Tuesday, March 22, 2011

A Paradigm for the Masses

Sinners and saints: Two organizational cubbyholes that we've been placed in for centuries. The grand question is this: are these the only two categories that we as humans can fit in? Must we be either a selfish demon or proverbial good Samaritan? I say no, and that we may each have our own soul and identity. Let's create a theoretical situation: a man forces his friend to go to confession. Is the man a saint for helping his friend be saved, or a sinner for destroying his friend's free will and sense of individuality? This is the real battle. A man can not and should not be judged on his day to day doings, but on his heart and mind. "What can you ever really know of other people's souls - of their temptations, their opportunities, their struggles? One soul in the whole creation you do know: and it is the only one whose fate is placed in your hands." What can we take from these words of wisdom from C.S. Lewis?
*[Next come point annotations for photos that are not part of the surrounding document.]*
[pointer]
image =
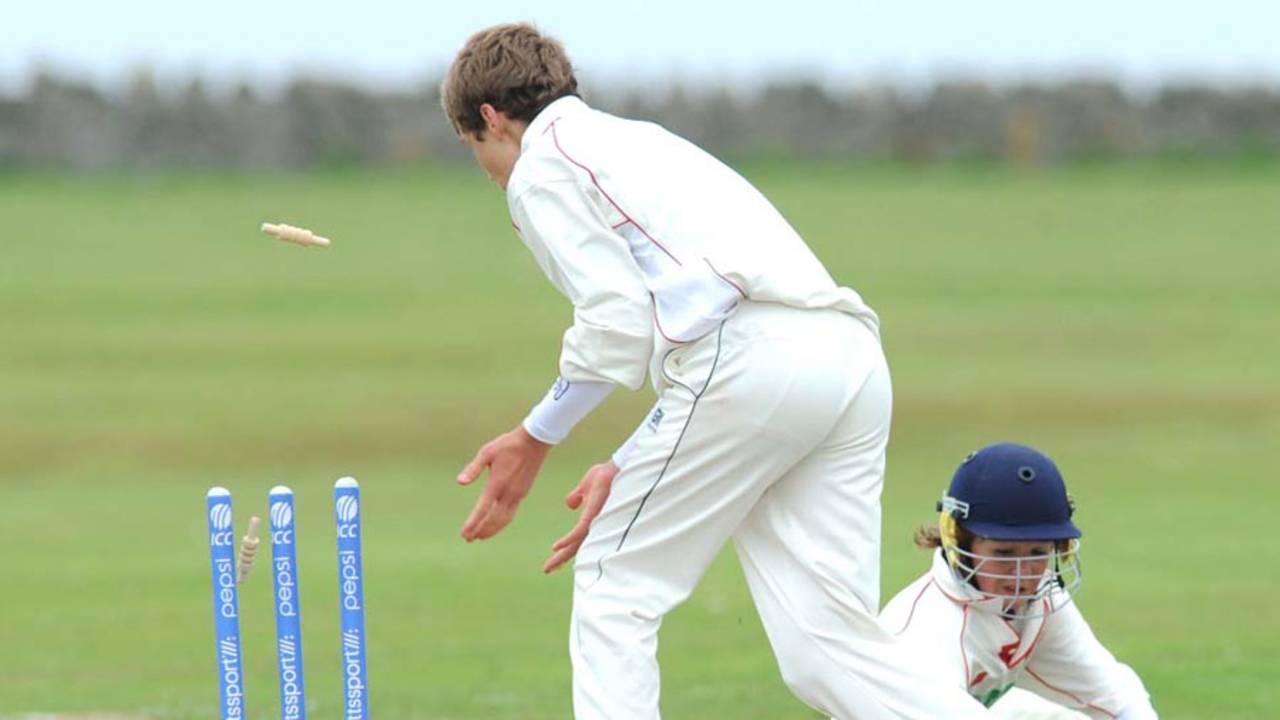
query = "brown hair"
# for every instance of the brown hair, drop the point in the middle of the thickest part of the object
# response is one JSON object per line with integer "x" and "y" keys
{"x": 512, "y": 67}
{"x": 929, "y": 537}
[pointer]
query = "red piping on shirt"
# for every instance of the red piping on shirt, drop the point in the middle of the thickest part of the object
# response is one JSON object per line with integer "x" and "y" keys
{"x": 914, "y": 602}
{"x": 743, "y": 292}
{"x": 607, "y": 196}
{"x": 1078, "y": 701}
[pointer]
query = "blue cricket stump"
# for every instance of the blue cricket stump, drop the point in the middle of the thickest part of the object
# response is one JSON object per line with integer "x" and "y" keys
{"x": 351, "y": 592}
{"x": 222, "y": 555}
{"x": 288, "y": 611}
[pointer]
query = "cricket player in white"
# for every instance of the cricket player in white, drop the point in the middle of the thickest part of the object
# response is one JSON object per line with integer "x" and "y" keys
{"x": 995, "y": 611}
{"x": 773, "y": 397}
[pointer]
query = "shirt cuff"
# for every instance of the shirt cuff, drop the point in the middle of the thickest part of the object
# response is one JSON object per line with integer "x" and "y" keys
{"x": 562, "y": 408}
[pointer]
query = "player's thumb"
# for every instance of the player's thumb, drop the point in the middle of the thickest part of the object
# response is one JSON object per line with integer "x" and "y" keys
{"x": 575, "y": 497}
{"x": 472, "y": 469}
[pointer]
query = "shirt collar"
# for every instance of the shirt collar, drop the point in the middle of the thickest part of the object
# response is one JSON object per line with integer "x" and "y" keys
{"x": 561, "y": 108}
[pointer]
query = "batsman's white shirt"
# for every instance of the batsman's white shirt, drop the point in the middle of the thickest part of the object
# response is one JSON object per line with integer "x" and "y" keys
{"x": 1055, "y": 656}
{"x": 771, "y": 427}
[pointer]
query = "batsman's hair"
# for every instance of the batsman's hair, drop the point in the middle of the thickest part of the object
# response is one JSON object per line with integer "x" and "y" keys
{"x": 929, "y": 537}
{"x": 512, "y": 67}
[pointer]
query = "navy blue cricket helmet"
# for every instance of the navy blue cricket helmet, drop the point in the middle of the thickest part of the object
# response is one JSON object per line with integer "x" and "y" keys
{"x": 1013, "y": 492}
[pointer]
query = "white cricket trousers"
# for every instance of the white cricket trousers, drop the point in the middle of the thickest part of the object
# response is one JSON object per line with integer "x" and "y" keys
{"x": 772, "y": 433}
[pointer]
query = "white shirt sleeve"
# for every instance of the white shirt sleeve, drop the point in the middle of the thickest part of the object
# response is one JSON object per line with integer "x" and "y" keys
{"x": 1072, "y": 668}
{"x": 612, "y": 335}
{"x": 562, "y": 408}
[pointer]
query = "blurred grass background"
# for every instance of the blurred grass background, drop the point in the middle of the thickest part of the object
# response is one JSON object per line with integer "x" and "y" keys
{"x": 152, "y": 343}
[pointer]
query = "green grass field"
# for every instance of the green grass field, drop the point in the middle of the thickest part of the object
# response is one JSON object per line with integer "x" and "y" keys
{"x": 152, "y": 345}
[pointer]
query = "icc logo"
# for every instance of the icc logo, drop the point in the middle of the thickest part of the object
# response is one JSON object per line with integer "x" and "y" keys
{"x": 282, "y": 515}
{"x": 220, "y": 516}
{"x": 347, "y": 507}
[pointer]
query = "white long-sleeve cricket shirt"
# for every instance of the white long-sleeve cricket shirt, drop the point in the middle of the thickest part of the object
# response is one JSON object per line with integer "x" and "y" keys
{"x": 654, "y": 242}
{"x": 1055, "y": 656}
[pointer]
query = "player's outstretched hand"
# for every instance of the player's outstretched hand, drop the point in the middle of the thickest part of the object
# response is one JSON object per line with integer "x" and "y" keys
{"x": 513, "y": 460}
{"x": 589, "y": 495}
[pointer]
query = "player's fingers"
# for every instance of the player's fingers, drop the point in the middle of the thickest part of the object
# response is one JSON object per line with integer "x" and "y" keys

He insinuates that we can never truly know a person, with the obvious exception of ourselves. The only person's head we can ever really see the inside of is our own. So why do we believe it is our right to judge people? Have we been appointed to be the judge and jury of someone else's personality? No, we have not. It's not our place to call someone a sinner or a saint when most of us are failing to be a paragon of ourselves as it is. Let's just be the best people we can be and worry about ourselves. If we do that then people would enjoy a higher level of understanding and there would be be a better social construct in general. Join me in putting down the gavel.